You always knew it was a good idea to stay in school, but recent problems with the economy are making it just a bit more important. Due to post-September hiring freezes, layoffs and a general decrease in employment of new college graduates, students are changing their career strategies before they even start the job hunt. The most common plan of attack seems to be choosing the right major, according to professional career advisers.
But what are those majors, and how exactly will they help students avoid the landmines of unemployment?
Annette Rothman, a recent graduate of New York University’s Wagner School of Public Policy, was recruited by a specialized government agency upon completing the school’s master’s program. With an undergraduate major in political science, Rothman originally thought she would earn a Ph.D. and become a college professor.
Rothman said that she has always known that her major is highly competitive and that students don’t always get what they want. “Traditionally, the job market for political science majors leads to restaurant work, bartending, or Wal-Mart,” said Rothman.

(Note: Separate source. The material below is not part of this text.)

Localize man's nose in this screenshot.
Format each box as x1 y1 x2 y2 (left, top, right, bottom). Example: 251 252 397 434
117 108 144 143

So after graduating from the University of Nebraska, she headed for the NYU program, hoping to stave off a few years of unemployment and to make herself more marketable for high-paying jobs.

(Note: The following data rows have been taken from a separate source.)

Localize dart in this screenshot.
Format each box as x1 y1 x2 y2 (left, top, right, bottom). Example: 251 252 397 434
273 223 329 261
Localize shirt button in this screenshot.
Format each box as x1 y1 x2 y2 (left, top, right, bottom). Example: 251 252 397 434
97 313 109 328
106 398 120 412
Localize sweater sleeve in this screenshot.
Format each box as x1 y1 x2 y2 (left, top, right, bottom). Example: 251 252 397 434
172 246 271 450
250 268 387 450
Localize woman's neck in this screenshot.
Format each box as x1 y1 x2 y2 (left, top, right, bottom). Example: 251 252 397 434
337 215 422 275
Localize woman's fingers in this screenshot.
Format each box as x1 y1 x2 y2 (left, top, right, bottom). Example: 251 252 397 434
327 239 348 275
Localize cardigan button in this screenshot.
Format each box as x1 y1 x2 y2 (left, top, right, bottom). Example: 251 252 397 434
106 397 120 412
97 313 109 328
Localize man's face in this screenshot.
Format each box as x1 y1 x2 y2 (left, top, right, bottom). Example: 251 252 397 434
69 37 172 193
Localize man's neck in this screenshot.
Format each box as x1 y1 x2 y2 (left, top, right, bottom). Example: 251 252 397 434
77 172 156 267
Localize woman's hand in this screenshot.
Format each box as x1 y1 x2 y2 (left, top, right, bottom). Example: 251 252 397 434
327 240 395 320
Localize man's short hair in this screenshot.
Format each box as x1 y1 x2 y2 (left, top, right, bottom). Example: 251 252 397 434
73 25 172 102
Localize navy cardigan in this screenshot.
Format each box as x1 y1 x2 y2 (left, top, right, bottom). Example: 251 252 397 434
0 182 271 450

In September, Rothman, 24, will begin work in Washington D.C. instead of attending a Ph.D. program in Boston as she had originally planned.
“In the back of my mind I always knew that a political science major [might] lead to an exciting job, like intelligence work,” she said. “[But] they do look for all types of majors: math, sciences, languages.”
Like Rothman, more and more college graduates are opting to further their education by earning advanced degrees in political, medical, legal and technological fields. Tracey Martin, a career counselor at Maryland’s Goucher College, says that graduate school has become an attractive alternative for students who feel that their undergraduate major doesn’t meet the needs of the current competitive job market.
“Any time the job market takes a turn for the worse, you see more students entering graduate programs,” she said.
Martin said that even though Goucher is a small liberal arts school, students are still aware of the more practical majors that will be of greater use to them in four years. “Accounting, economics and marketing are still some of the best majors in terms of sought-after job candidates,” she said.
According to the National Association of Colleges and Employers (NACE), employment for graduates in 2002 is down 36.5 percent from 2001. While employment rates in service, non-profit and manufacturing industries are an average of 35 percent lower than last year, government agencies are the exception, seeking to employ 16.2 percent more recent graduates than in 2001.
Steven Rothberg, President and Founder of Minneapolis-based CollegeRecruiter.com, said he has seen an increase in availability of jobs relating to finance and communication technology, and that students with majors in those fields tend to fill positions more rapidly now than in previous years.
But Rothberg stresses that while demand for fine arts majors is not as high as other specialties, CollegeRecruiter.com has had success finding jobs for students with artistic interests.
“There’s a pretty good connection between the needs of employers and students,” he said. “For people who are theatre majors who want a career in film, TV, we do have an employer who has been using our site very successfully for a couple of years now.”
CollegeRecruiter.com, as well as job search sites such as hotjobs.com and monster.com, offers a multitude of resources besides job placement which Rothberg says are valuable no matter what a candidate’s major or interests.
“Although we may not have positions available that match the interest of every candidate, chances are we do have career related content that will be of use to them” said Rothberg. “There are 700 pages of career related material [such as résumé tips and interview coaching].”
“Candidates just need to be resourceful and open-minded. If recruiters want them, they’ll find them.”